Integrating the Bodily and Conceptual Self
Until recently, there have been few attempts to consider the relationship between the bodily and conceptual self, or how the brain’s representations of the bodily and conceptual selves interact. Farmer and Tsakiris (
2012) suggested one possible branch between the two forms of selfhood by outlining the concept of a bodily social self, which is the first form of selfhood in which one’s self is represented as an object of others’ perceptions. The development of the bodily social self is closely entangled with the ability to represent others as having their own perspective, separate from one’s own. This form of selfhood is also still considered ultimately bodily as, at least in its developmentally primitive form, it is thought to first rely upon recognising the commonality of one’s own body to those of others. A similar tripartite distinction has been made by Sugiura (
2013) who distinguishes between three different self-schemas: the physical self-schema which roughly corresponds to the bodily self described here; the interpersonal self-schema which emerges due to social interaction and processes how the self is perceived by other individuals; and the social-value self-schema which processes a more general sense of the self relative to others and is involved in the ascription of traits and social roles to the self. This social-value self roughly corresponds to the conceptual self as discussed in this article. Importantly, both of these two models of the self allow for cross-talk between the different forms of self-representation, which can allow changes in one form of self-representation to affect changes at another level in a hierarchical manner (see Feinberg,
2011 for an additional tripartite hierarchical model of the self).

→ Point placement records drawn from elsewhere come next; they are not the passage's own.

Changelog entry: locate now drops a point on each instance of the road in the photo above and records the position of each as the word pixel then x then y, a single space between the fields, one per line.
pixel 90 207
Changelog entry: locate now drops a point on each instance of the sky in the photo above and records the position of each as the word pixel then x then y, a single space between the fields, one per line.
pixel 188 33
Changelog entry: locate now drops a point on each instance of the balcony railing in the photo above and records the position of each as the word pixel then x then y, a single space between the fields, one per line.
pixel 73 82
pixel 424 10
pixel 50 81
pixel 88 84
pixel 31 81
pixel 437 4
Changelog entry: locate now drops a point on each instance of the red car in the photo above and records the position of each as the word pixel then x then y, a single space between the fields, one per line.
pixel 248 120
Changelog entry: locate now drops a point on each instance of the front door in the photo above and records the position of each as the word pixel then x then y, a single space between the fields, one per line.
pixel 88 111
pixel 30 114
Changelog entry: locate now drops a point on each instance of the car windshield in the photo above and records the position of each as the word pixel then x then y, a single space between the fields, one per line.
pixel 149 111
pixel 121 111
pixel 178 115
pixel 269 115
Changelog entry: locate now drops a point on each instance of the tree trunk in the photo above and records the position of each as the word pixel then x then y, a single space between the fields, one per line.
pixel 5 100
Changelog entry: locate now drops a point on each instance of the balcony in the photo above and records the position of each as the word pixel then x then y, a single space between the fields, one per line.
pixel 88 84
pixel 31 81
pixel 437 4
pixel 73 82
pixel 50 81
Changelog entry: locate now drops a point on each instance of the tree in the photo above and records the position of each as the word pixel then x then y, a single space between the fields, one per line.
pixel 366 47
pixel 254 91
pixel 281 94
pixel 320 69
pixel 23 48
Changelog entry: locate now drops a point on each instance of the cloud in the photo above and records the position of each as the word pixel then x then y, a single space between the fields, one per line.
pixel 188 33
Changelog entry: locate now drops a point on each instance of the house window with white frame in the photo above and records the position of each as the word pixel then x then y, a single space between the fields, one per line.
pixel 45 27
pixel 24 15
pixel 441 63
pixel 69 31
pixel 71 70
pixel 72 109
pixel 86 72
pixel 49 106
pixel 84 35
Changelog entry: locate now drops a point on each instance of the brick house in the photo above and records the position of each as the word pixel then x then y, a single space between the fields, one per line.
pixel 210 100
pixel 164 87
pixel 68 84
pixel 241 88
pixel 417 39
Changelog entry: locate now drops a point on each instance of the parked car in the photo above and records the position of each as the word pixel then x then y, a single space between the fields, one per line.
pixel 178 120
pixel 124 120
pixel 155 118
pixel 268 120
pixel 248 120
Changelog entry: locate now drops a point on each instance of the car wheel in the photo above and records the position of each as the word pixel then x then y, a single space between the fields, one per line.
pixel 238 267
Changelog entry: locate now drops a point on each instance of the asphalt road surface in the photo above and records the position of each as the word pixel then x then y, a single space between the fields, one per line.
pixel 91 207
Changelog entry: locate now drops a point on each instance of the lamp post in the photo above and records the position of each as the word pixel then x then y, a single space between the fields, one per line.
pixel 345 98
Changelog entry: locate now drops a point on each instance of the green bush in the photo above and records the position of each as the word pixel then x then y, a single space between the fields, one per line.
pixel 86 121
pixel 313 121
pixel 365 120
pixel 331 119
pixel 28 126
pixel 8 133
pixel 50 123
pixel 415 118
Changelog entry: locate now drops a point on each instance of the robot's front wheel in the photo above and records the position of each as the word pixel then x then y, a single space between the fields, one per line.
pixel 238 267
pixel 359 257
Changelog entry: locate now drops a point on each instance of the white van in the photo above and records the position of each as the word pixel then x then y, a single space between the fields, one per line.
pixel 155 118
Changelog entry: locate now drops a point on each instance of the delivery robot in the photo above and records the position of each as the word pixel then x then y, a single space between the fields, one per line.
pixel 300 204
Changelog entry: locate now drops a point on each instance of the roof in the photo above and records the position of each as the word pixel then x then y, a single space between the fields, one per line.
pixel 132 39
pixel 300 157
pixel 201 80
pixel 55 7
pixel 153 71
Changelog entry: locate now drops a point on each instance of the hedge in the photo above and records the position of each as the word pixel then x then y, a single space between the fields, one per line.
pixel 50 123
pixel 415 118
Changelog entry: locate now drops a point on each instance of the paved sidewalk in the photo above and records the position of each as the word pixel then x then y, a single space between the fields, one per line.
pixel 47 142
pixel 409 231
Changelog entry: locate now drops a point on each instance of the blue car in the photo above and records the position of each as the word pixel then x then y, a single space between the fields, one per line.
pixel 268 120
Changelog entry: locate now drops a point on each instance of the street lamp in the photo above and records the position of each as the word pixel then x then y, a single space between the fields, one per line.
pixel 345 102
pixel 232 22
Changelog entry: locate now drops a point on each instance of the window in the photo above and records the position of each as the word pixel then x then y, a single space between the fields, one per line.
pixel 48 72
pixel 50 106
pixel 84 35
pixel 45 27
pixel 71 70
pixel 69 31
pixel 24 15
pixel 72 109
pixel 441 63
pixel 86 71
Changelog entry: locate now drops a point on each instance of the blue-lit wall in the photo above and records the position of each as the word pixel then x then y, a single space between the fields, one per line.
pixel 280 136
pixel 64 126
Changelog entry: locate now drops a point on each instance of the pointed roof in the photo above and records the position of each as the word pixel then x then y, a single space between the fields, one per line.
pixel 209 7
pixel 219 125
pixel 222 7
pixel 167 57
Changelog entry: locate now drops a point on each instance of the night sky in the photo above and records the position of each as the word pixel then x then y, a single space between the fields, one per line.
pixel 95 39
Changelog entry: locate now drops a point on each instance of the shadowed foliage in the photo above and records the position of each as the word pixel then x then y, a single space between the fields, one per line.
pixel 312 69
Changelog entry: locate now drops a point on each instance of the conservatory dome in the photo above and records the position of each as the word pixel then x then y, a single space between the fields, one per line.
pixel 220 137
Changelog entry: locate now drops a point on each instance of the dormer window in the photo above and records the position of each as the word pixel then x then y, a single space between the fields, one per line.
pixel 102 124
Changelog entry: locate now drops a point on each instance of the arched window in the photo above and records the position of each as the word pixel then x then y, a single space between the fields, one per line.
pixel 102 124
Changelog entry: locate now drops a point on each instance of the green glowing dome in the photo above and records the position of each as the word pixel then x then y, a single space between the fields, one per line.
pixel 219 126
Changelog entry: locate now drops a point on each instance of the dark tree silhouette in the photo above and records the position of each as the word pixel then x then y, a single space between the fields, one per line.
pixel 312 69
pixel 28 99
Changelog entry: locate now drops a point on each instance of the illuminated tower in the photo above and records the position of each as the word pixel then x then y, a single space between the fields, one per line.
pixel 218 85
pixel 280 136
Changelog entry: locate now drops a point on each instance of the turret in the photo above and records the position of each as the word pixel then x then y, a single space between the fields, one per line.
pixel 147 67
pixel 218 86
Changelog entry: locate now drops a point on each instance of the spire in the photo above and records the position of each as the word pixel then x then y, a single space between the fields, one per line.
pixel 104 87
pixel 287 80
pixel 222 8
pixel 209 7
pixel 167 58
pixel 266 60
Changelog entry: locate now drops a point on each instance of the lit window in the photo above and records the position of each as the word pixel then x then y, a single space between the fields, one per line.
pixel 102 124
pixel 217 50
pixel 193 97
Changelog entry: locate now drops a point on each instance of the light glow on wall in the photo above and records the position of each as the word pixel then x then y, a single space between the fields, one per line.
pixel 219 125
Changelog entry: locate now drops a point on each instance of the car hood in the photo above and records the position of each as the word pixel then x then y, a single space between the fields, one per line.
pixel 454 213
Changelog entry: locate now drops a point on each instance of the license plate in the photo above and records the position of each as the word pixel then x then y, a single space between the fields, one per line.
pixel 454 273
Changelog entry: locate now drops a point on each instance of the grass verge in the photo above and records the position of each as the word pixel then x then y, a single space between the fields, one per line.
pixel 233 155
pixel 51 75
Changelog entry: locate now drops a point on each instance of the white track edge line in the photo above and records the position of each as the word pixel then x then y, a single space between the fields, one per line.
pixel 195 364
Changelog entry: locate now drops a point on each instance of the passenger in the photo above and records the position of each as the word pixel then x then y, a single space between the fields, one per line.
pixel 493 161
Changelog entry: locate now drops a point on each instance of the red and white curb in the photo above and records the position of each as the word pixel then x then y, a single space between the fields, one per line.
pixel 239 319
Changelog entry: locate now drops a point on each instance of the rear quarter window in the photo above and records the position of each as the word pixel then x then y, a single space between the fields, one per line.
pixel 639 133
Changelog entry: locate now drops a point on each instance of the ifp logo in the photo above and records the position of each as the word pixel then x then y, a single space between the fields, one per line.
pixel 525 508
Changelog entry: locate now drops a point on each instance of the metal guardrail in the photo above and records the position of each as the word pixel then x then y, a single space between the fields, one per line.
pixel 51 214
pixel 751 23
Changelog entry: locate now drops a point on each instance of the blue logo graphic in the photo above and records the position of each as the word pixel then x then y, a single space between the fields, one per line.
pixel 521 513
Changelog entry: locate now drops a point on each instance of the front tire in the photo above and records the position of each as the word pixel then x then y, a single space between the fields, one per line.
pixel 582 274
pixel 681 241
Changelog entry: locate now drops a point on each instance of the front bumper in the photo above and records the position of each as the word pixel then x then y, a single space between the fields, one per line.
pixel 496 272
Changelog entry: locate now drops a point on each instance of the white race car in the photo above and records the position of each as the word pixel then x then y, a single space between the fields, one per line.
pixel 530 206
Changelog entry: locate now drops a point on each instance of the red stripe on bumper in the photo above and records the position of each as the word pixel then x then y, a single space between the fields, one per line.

In terms of neural links between bodily and conceptual self-representation, so far there have been few direct attempts to understand how the neural regions involved in the bodily self and the conceptual self influence each other. However, one recent meta-analysis of fMRI studies sought to identify common regions activated both when participants perceived their own face and when the saw self-relevant traits (Hu et al.,
2016). The authors found that the only regions to show an overlap in activation across both tasks were the dorsal anterior cingulate and the vAI, suggesting that these regions may play a key role in specifying self-relevance across different domains. The finding of vAI activation is of particular significance given its role in processing interoceptive signals (Craig,
2009) and the role of the AI more generally in the processing of body ownership (Ehrsson et al.,
2004; Limanowski et al.,
2014). It should be noted, however, that the sense of bodily self used by Hu et al. related to the recognition of one’s own face from the outside and as such significantly differed from the sense of the bodily self described above which is grounded in the ongoing multisensory perception of bodily signals from both interceptive and exteroceptive senses rather than mere recognition of visual representations of the self. As such, it is still unclear whether there is any specific brain area that is directly involved in processing all self-related information, or if the different types of neural self-representation interact with each other through connections between distinct networks.